Band crisis! (Not of that sort, of the sort you might think, the musical differences type. Even though we have musical differences, those differences being the fact that we differ from music, that is not to which I allude. Don’t you just hate those long statements, with many a comma in them, in that you have to try and work out the sense of what I write? Although those who have been with me on this weblog journey since Nam, no, DeathStar, no, ‘99, will know I have never made sense. Or it has, to some, at varying times, in varying ways, with obscure and hidden, obtuse and layered, meanings. With lots of use of commas.)

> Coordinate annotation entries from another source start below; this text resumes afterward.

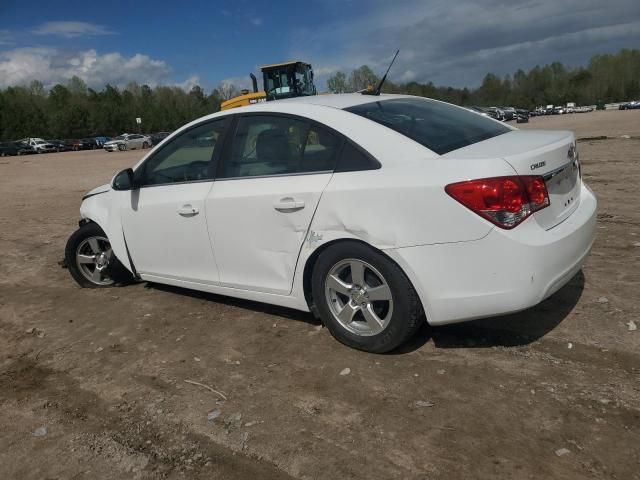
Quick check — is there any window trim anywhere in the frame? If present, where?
[343,97,512,157]
[133,115,234,189]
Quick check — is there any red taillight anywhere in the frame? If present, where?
[445,175,549,229]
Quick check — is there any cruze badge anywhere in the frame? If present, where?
[531,162,547,170]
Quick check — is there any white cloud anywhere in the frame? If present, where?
[31,22,115,38]
[290,0,640,86]
[176,75,202,92]
[0,48,189,89]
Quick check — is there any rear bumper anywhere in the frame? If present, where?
[385,184,597,325]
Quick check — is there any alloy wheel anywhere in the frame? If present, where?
[325,258,393,336]
[76,236,114,285]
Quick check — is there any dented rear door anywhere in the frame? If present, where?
[206,173,332,295]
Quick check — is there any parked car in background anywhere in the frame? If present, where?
[487,107,505,121]
[20,138,56,153]
[93,135,111,148]
[65,94,596,352]
[103,133,152,152]
[498,107,516,122]
[149,132,171,147]
[516,108,529,123]
[618,100,640,110]
[0,142,36,157]
[47,140,73,152]
[67,138,96,151]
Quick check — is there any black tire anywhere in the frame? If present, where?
[64,222,134,288]
[311,241,424,353]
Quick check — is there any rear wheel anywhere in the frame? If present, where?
[311,242,423,353]
[65,222,133,288]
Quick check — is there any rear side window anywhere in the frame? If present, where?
[336,142,380,172]
[218,115,342,178]
[346,98,511,155]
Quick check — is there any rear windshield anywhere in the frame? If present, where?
[345,98,511,155]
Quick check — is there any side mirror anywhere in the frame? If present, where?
[111,168,135,190]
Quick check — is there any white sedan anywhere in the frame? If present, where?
[103,133,153,152]
[65,94,596,352]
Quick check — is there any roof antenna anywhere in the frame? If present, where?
[362,50,400,97]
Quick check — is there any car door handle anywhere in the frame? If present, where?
[178,204,200,217]
[273,197,304,213]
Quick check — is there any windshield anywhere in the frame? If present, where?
[346,98,511,155]
[264,63,316,98]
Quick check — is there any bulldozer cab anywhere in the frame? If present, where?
[261,61,316,100]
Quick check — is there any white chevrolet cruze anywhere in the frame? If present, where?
[65,94,596,352]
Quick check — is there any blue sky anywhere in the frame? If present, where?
[0,0,640,90]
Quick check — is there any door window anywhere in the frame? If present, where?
[136,119,227,186]
[220,115,342,178]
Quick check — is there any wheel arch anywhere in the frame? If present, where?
[79,191,137,276]
[302,237,427,318]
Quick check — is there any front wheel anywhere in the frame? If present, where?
[64,222,133,288]
[311,242,423,353]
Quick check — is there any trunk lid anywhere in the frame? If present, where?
[445,130,581,230]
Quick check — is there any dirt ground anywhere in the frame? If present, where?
[0,110,640,480]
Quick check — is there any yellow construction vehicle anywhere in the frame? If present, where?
[220,60,317,110]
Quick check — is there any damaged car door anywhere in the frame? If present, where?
[121,119,228,286]
[206,114,342,295]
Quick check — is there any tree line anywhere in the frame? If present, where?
[0,76,232,141]
[0,49,640,141]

No, the crisis is one of colour. As our diminutive Scotchlass singer (ha! it is great to not be the one who stands in the hole during band practice) has a shade of hair that clashes with one of the gee-tarists’ choice of hair pigmentation. In case that isn’t clear, it is my hair hers clashes with. Not the other way round, mind, even though the people would be reversed, the clashing wouldn’t.
Oh, and we rock. Hard. Seriously. And as we rock so hard, this gets around. And. And. And. And someone has covered one of our songs. Just how cool is that? Just how chuffed do I feel about that? Rather a lot. It also depresses me, in that it was done better than we did it. But not for long, as our talent knows no beginning. Even so. We have been covered. That rules.

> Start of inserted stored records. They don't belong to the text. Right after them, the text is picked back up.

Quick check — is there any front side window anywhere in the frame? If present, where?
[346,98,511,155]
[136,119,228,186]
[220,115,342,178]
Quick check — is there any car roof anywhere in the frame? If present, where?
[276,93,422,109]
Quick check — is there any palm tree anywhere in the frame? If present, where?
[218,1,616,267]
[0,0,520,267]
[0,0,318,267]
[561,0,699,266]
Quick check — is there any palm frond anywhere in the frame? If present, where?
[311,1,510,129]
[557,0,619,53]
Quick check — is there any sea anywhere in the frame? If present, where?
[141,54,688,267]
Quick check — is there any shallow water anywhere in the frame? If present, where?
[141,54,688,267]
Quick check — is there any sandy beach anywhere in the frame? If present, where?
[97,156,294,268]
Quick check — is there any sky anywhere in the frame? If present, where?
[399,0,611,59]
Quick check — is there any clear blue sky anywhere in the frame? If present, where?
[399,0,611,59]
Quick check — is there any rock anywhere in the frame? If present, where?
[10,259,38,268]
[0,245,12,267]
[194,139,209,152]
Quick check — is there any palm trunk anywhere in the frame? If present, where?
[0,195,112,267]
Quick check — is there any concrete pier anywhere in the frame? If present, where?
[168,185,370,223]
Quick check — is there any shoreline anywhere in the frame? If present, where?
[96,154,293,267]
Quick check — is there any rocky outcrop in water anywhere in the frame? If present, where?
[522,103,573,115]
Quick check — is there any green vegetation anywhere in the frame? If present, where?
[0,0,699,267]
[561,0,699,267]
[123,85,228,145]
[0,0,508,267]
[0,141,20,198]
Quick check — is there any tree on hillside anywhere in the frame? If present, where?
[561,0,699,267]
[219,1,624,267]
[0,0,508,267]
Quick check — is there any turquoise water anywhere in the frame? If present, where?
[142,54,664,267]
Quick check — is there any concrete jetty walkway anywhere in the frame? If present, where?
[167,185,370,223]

I didn’t think it was a food weblog, rather a weblog about someone who smokes and salts (food, likely) and is always an entertaining read. Yes, yes, I still must knock up that way and buy some wares, then do a review on this here little corner of my internets. For it is, obviolusly, my internets. Go say hello, and if you are lucky enough to live inside the cultural zone, pay him a visit.
An update on The Arcade Fire’s new record then. It is very, very average. Imagine Prefab Sprout having a threeway with Bruce Springsteen and Pulp. And imagine it down badly, with no satin sheets. Imagine that, then make that dull, except for various sparks of interest, which turn out to be the Boss’ reknowned static electricity generating fingers. Still, the organs are ace.